On the other hand, I was with a group of law students at lunch today where someone said, “I’m scared of AI. I feel like it’s developing too fast, and we’re not ready for it, and the people in control of developing it don’t represent society’s interests very well.” And you know, I hear that. And I think that there are some grave risks where AI spreads misinformation and bias and produces low-quality outputs that could diminish legal services. I don’t even dismiss the risk of catastrophic and existential threats to humanity—I recently wrote an article about the lawyers working on these issues of AI safety. The future of AI is uncertain, but many think that humanity may soon hand off the mantle of being the most intelligent beings on the planet. So, I suppose my range of hope and despair is wide.
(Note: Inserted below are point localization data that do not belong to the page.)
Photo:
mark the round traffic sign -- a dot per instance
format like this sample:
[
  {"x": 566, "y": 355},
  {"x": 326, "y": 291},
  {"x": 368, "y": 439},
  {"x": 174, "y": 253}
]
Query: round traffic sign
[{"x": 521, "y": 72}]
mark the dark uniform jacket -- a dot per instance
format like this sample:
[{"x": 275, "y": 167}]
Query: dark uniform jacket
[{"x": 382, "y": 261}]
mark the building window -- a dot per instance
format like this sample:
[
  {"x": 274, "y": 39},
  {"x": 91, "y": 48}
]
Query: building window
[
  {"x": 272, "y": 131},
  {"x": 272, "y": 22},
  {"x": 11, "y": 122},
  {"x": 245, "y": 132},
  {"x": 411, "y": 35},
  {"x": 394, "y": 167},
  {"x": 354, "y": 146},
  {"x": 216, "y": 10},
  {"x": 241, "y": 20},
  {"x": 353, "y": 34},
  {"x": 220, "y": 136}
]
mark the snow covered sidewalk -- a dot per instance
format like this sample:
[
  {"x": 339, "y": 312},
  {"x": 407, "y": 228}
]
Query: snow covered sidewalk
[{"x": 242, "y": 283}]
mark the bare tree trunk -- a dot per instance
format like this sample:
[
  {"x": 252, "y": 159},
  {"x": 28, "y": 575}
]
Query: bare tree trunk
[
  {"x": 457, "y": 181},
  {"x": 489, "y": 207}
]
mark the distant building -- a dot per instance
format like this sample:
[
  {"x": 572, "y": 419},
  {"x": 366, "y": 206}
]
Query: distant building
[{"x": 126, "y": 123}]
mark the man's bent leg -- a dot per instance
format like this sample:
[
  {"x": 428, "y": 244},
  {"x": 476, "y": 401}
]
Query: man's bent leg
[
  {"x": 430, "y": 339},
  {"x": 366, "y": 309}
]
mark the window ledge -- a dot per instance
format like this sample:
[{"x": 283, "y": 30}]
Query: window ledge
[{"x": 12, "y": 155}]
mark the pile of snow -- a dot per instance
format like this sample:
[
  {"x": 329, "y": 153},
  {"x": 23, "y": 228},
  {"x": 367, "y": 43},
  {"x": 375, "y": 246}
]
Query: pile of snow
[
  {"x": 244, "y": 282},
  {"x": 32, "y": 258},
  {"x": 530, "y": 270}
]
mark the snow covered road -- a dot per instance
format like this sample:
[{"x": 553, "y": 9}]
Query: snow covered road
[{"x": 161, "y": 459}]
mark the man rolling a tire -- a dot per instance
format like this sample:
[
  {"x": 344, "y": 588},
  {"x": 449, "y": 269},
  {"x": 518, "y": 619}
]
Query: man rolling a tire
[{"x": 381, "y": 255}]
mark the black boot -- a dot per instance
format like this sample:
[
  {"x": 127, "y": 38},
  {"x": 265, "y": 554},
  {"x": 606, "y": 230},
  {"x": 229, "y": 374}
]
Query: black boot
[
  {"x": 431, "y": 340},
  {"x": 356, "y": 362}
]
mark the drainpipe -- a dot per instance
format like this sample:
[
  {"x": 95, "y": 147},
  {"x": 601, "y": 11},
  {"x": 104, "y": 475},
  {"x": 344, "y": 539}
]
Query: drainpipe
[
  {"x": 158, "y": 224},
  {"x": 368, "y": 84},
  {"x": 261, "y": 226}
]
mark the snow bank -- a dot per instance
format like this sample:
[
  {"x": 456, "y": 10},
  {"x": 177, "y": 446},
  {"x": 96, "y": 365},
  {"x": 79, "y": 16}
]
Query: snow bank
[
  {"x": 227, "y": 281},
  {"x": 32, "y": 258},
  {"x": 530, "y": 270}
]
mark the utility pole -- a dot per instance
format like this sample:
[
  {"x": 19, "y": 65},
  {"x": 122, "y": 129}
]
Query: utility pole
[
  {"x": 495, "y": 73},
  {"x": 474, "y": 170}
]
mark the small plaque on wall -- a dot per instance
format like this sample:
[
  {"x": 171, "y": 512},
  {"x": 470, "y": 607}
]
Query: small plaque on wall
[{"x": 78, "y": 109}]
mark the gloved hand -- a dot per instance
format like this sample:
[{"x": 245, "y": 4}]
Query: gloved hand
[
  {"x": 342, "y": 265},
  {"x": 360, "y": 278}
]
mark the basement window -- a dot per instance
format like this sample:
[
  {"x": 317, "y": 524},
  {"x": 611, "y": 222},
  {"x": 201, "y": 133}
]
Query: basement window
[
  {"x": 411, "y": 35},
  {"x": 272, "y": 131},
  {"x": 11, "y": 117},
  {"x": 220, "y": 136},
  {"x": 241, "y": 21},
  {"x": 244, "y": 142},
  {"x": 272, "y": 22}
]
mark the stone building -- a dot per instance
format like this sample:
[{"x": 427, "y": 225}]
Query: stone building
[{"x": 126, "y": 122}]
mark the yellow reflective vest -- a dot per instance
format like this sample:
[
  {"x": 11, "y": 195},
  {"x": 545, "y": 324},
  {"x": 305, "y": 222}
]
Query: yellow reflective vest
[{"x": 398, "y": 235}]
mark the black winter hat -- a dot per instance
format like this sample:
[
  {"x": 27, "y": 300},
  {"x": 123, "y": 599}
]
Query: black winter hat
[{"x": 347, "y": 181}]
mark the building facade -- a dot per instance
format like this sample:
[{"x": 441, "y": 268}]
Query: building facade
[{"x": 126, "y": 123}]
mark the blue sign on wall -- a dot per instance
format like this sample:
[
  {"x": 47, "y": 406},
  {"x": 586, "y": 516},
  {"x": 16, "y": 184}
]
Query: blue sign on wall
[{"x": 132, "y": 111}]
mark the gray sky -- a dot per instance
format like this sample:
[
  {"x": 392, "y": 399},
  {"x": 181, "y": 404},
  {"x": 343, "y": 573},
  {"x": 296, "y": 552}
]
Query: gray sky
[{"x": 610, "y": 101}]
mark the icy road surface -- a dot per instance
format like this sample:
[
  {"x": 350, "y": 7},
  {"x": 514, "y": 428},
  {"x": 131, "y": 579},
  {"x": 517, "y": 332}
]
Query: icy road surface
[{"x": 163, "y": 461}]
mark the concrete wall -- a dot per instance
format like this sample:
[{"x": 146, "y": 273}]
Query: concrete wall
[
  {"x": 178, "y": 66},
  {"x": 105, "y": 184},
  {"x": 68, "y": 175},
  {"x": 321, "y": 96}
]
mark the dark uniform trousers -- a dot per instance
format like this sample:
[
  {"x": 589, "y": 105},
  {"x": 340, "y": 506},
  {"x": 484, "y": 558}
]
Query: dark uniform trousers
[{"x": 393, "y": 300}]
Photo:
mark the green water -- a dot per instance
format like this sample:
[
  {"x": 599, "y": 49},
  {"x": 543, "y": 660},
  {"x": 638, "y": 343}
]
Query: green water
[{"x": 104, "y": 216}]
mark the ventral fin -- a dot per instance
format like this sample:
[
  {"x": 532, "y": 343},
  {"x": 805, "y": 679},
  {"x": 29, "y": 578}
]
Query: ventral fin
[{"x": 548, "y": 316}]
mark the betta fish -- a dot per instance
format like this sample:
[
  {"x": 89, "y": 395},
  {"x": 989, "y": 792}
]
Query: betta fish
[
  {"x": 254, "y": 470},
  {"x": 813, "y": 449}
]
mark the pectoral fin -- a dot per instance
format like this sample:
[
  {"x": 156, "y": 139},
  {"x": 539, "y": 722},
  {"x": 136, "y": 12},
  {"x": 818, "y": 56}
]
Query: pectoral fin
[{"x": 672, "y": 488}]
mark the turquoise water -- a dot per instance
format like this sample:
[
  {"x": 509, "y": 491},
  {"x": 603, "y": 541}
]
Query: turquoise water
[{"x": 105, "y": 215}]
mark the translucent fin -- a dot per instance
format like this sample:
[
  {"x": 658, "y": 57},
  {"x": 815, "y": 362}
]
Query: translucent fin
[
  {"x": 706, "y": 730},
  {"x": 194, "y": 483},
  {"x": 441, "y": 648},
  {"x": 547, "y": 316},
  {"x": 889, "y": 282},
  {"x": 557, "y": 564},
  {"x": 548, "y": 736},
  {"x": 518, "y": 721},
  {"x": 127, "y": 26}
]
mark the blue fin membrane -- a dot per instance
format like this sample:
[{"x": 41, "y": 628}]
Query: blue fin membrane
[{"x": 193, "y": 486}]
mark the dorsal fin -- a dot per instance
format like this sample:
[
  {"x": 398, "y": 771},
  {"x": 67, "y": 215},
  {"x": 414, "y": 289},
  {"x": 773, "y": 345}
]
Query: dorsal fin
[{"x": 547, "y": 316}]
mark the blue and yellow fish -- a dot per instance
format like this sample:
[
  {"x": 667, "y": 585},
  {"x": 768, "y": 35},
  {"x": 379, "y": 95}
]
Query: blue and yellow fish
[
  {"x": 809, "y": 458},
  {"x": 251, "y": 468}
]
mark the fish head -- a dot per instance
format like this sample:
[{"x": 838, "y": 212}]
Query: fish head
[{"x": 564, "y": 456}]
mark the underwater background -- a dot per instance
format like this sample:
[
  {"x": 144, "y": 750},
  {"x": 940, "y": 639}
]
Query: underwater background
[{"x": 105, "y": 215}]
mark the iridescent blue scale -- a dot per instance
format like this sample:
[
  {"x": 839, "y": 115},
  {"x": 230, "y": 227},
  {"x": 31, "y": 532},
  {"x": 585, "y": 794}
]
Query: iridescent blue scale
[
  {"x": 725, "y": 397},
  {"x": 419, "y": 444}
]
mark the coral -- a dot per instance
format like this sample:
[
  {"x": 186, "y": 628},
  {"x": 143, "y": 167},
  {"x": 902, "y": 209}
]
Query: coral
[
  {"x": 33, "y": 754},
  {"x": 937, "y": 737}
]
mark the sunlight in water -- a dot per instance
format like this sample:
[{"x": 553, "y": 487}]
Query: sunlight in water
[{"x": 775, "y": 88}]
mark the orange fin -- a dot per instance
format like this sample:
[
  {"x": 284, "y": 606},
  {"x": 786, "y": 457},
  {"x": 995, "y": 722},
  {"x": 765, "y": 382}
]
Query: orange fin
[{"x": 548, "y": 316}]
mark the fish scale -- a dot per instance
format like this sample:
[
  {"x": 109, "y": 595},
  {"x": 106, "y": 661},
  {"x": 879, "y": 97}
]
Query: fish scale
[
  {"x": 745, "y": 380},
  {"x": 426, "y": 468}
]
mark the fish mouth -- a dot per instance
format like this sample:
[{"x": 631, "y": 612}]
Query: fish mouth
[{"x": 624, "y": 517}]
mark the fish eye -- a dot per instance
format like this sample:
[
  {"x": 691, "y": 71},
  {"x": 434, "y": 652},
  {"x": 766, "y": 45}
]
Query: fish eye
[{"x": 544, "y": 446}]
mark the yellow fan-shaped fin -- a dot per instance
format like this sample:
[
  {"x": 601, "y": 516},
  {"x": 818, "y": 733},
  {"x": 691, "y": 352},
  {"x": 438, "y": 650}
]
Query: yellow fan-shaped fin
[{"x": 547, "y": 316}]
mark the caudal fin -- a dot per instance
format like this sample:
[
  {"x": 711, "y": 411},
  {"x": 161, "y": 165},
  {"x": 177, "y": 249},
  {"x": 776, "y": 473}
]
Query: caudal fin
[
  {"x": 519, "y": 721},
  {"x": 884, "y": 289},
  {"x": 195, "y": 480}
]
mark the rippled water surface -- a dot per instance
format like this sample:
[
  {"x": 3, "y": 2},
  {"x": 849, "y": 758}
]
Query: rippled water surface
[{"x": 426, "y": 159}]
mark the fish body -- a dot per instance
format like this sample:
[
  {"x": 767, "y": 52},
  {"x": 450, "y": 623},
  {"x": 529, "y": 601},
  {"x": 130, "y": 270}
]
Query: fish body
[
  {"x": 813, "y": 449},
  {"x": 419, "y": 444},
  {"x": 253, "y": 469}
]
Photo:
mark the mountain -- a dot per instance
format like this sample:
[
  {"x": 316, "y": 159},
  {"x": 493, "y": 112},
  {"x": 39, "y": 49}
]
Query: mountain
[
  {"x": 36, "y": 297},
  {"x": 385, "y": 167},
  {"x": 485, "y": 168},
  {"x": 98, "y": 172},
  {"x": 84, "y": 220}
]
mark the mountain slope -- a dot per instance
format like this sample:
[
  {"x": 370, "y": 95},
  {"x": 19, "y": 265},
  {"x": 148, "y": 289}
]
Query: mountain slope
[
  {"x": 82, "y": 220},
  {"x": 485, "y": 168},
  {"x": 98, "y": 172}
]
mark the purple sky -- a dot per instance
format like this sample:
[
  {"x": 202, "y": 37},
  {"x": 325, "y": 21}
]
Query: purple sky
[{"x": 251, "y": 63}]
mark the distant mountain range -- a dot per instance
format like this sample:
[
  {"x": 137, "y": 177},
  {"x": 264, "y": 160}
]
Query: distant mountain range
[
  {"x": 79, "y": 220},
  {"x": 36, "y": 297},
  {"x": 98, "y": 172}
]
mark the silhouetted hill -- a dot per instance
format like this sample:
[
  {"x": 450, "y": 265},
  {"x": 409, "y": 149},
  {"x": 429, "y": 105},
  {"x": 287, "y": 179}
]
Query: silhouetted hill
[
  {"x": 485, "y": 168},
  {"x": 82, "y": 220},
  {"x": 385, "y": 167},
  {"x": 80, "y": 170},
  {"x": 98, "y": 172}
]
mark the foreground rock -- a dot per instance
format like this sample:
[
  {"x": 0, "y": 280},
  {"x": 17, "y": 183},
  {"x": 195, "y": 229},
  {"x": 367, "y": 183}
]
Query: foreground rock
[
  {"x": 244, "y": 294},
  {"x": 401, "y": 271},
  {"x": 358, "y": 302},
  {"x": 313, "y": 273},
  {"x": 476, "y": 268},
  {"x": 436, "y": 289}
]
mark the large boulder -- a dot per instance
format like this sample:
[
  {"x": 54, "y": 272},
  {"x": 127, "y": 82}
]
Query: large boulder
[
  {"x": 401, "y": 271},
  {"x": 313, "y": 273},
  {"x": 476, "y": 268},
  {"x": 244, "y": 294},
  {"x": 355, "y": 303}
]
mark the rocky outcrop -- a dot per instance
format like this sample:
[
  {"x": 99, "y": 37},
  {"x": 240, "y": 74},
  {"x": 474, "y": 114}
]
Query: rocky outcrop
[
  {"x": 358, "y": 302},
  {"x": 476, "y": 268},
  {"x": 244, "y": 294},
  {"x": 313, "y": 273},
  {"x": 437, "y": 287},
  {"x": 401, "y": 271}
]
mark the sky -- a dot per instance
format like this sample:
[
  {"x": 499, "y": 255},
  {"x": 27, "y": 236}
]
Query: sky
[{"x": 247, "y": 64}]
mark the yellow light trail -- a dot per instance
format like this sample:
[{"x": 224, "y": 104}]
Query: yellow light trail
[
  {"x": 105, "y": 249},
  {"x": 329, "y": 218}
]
But, rather than ending on a note of doom, I want to say that I’m really focused on how this tech can be useful for lawyers. To this end, I recently started a blog on the latest empirical research on legal AI capabilities. I have a post there discussing the possibility that we are on a rapid ascent toward legal AGI—artificial general intelligence—while noting that it’s also very plausible that advances in AI will slow down in the near future. We’ve had many of these cycles of hype with AI for a century now. I think, in the end, it’s really important to have an accurate understanding of where we are in order to adjust our expectations around this technology and to effectively integrate it in legal practice and legal education, and to really understand the risks and benefits.

Walters: I think that’s a good note to close on—thank you for your time.